GSA Annual Meeting in Phoenix, Arizona, USA - 2019

Paper No. 39-10
Presentation Time: 9:00 AM-5:30 PM


NEWTON, Taylor S., Department of Geosciences, Texas Tech University, LUBBOCK, TX 79409 and HETHERINGTON, Callum J., Department of Geosciences, Texas Tech University, Lubbock, TX 79409

Orbicular structures are classically defined as concentrically zoned, spheroidal to sub-spheroidal textures that grow in igneous systems and commonly contain mineralogically distinct layers. The Goldie lamprophyre is an early Cambrian syenitic lamprophyre dike of the McClure Mountain-Iron Mountain alkaline complex in South-Central Colorado which, in at least one outcrop, contains three textural variants that include porphyritic, banded phase, and spheroidal to sub-spheroidal features that were originally described as orbicular.

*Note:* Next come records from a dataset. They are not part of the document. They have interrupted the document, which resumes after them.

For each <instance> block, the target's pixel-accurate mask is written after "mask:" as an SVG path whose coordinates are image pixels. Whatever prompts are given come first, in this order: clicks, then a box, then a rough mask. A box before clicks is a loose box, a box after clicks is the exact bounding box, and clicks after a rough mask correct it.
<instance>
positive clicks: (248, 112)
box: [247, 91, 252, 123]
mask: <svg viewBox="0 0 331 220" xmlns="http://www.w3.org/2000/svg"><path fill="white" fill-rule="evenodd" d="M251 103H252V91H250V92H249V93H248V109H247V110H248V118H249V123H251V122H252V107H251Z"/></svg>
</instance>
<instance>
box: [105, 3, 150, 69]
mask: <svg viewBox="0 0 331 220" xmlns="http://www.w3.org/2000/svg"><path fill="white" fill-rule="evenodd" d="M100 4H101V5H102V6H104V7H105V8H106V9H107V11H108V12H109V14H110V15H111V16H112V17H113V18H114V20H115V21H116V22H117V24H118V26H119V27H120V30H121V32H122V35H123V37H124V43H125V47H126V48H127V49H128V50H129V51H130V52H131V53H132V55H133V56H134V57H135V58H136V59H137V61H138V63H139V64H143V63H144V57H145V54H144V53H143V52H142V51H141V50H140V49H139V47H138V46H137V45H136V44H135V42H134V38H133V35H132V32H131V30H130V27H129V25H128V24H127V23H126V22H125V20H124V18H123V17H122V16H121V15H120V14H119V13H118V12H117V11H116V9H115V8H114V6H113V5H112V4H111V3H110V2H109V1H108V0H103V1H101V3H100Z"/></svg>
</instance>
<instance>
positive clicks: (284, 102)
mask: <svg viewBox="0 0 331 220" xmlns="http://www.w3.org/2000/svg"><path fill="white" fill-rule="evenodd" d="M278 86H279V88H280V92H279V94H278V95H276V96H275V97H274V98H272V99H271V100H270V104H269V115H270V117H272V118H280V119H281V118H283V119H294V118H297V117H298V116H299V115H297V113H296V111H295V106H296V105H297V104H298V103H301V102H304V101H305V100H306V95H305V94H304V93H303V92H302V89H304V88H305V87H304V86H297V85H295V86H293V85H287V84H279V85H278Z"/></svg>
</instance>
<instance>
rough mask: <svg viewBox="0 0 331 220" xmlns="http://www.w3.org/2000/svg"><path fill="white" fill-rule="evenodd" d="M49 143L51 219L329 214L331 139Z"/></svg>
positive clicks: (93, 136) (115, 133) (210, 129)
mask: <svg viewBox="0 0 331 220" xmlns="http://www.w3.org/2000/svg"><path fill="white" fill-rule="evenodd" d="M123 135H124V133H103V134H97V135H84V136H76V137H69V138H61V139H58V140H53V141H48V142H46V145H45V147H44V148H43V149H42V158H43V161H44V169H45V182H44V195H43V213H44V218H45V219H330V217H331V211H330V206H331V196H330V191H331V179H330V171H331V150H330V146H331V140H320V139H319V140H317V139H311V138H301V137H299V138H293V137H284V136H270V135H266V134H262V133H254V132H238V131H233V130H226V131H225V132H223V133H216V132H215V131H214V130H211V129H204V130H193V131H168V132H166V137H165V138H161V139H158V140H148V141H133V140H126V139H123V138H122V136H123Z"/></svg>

The textural variants of the lamprophyre are described using optical and electron microscopy, textural relationships are constrained by EBSD, and rock and mineral compositions are used to establish relationships between texture-variants and the suite of lamprophyre dikes mapped in the area.

The lamprophyre host is a grey, fine-grained rock with plagioclase and sanidine phenocrysts that occur as tabular, 0.5-3 cm long single crystals, or, glomerocrystic splays of lath-like crystals. The spherical textures do not to express radial crystal growth, but they are commonly concentrically zoned and many have shells with several commonalities that include: a light-colored gradational boundary around the mantle marked by an increase in grain size; a finely laminated aphanitic layer with a dark rim marked by a high abundance of oxide phases; and a rim that is gray in color with a gradational boundary into surrounding lamprophyre. It is common to see inclusions of the tabular plagioclase and sanidine phenocrysts in the spherical textures. The spherical structures range in diameter from between 5 and 65 mm. Although they do not express the typical radial-crystal growth patterns commonly attributed to orbicular textures, their concentric zoning suggests sequential growth from core to rim or vice-versa. Some examples are distorted and slightly elongate, and the inclusions of plagioclase and sanidine laths suggest that the spherical structures may represent a second magma that was mixed with the lamprophyre. Observations made on field relationships between the outcrop and adjacent lamprophyre dikes suggest that intrusive geometries suitable for mixing to occur may be present.